Vitamin A deficiency: Could the BCMO1 gene be the missing link?

Vitamin A deficiency is often discussed as a dietary problem. Not enough carrots, not enough leafy greens, not enough dairy. But what if the real issue isn’t just what people eat, but how their bodies process it? That’s where the BCMO1 gene comes in.

WHY VITAMIN A MATTERS

Vitamin A is important for vision, immune function, skin health, and reproduction. Severe deficiency can lead to night blindness, a higher risk of infections, and even lasting eye damage.
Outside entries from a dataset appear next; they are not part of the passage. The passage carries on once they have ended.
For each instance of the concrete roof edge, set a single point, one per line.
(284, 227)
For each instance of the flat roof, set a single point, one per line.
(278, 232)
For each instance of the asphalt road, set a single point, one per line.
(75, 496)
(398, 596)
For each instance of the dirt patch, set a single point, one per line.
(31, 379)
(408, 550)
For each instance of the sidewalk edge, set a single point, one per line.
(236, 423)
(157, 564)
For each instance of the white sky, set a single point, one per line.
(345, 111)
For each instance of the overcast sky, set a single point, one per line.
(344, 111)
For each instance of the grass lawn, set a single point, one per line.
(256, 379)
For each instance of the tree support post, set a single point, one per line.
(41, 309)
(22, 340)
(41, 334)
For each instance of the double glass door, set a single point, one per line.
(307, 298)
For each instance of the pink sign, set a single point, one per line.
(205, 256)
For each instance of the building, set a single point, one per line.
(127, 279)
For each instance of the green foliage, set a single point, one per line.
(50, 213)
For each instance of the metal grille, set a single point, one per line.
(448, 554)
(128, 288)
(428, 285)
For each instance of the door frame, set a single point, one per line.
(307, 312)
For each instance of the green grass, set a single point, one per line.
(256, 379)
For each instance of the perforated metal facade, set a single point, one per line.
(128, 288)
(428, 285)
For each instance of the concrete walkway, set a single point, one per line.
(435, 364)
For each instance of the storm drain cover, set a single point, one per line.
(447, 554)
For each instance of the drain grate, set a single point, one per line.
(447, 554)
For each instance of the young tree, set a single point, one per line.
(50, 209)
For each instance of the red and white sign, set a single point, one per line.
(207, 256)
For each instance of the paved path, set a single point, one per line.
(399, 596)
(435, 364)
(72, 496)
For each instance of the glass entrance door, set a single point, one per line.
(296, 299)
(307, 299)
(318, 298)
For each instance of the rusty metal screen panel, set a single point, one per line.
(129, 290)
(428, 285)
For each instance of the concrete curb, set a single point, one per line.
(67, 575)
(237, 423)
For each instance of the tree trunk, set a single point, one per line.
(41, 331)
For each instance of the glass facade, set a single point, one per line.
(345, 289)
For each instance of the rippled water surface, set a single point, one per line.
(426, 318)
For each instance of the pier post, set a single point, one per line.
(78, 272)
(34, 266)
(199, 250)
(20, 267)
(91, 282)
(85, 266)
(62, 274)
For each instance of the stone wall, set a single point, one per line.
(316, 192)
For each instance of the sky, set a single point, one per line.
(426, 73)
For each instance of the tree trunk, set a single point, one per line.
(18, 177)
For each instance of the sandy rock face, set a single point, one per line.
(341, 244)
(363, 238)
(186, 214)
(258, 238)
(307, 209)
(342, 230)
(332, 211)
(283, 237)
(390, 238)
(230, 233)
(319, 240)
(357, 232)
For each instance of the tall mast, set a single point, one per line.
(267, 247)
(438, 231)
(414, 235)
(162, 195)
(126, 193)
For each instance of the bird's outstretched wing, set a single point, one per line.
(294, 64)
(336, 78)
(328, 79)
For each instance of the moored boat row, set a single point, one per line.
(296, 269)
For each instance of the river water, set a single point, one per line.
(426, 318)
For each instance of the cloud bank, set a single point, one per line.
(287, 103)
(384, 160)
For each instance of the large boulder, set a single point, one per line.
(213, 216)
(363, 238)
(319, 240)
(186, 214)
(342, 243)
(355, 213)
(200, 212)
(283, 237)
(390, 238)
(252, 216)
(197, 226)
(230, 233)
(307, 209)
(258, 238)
Although this problem is most common in low-income countries, it also affects people in developed nations, sometimes for reasons other than diet.

TWO SOURCES OF VITAMIN A

There are two main ways we get vitamin A:

  1. Preformed vitamin A (retinol) – found in animal sources.
  2. Provitamin A carotenoids (like beta-carotene) – found in plant foods such as carrots, spinach, and sweet potatoes.

But here’s the catch: beta-carotene isn’t active vitamin A yet. The body must convert it into retinol, and that conversion depends heavily on the BCMO1 gene.

THE BCMO1 GENE’S ROLE

The BCMO1 (Beta-Carotene Monooxygenase 1) gene encodes an enzyme that breaks down beta-carotene into retinal, which is then converted into retinol (usable vitamin A). Variants in this gene can dramatically reduce the enzyme’s efficiency.

Research shows that some “low converter” polymorphisms in BCMO1 can cut conversion rates by up to 69%. In practice, that means two people could eat the same salad, but one gets plenty of vitamin A, while the other falls short of their daily requirement.

WHO’S AT RISK?

  • Vegetarians and vegans: Since they rely heavily on plant sources, poor conversion efficiency can leave them deficient.
  • People with BCMO1 variants: Genetic studies suggest up to 45% of the population carries at least one variant that impairs conversion.
  • Individuals with gut or liver issues: Even without BCMO1 mutations, conditions that affect fat absorption or liver function can reduce vitamin A status.

CAN BCMO1 VARIANTS CAUSE DEFICIENCY ALONE?

Not always. Many people with reduced conversion efficiency still obtain sufficient vitamin A if they consume preformed sources. However, in populations that rely primarily on carotenoids, BCMO1 variants may make the difference between sufficiency and deficiency.

WHAT THIS MEANS FOR NUTRITION

  • Dietary advice may need to be more personalised. A plant-based diet may not guarantee adequate vitamin A for everyone.
  • Genetic testing could help. Knowing if you carry BCMO1 variants could guide whether you should prioritise supplements.
  • Public health strategies might need to consider genetic diversity when designing vitamin A fortification programs.

BCMO1 doesn’t act alone; diet, health, and lifestyle all play a role. However, for many, this gene could be the hidden factor explaining why they exhibit signs of vitamin A deficiency despite consuming “enough” carotenoid-rich foods.

The real question going forward isn’t just Are you eating your vegetables? But can your body turn them into what it needs?

References:

  • Reboul, E. (2019). Mechanisms of carotenoid intestinal absorption: where do we stand?. Nutrients, 11(4), 838.
  • Lietz G et al. Single nucleotide polymorphisms upstream from the b-carotene 15,15’-monoxygenase gene influence provitamin A conversion efficiency in female volunteers. Journal of Nutrition. 2012;142:161S-5S.
  • Yabuta, S., Urata, M., Wai Kun, R. Y., Masaki, M., & Shidoji, Y. (2016). Common SNP rs6564851 in the BCO1 gene affects the circulating levels of β-carotene and the daily intake of carotenoids in healthy Japanese women. PLoS One11(12), e0168857.
  • Hendrickson, S. J., Hazra, A., Chen, C., Eliassen, A. H., Kraft, P., Rosner, B. A., & Willett, W. C. (2012). β-Carotene 15, 15′-monooxygenase 1 single nucleotide polymorphisms in relation to plasma carotenoid and retinol concentrations in women of European descent1. The American journal of clinical nutrition96(6), 1379.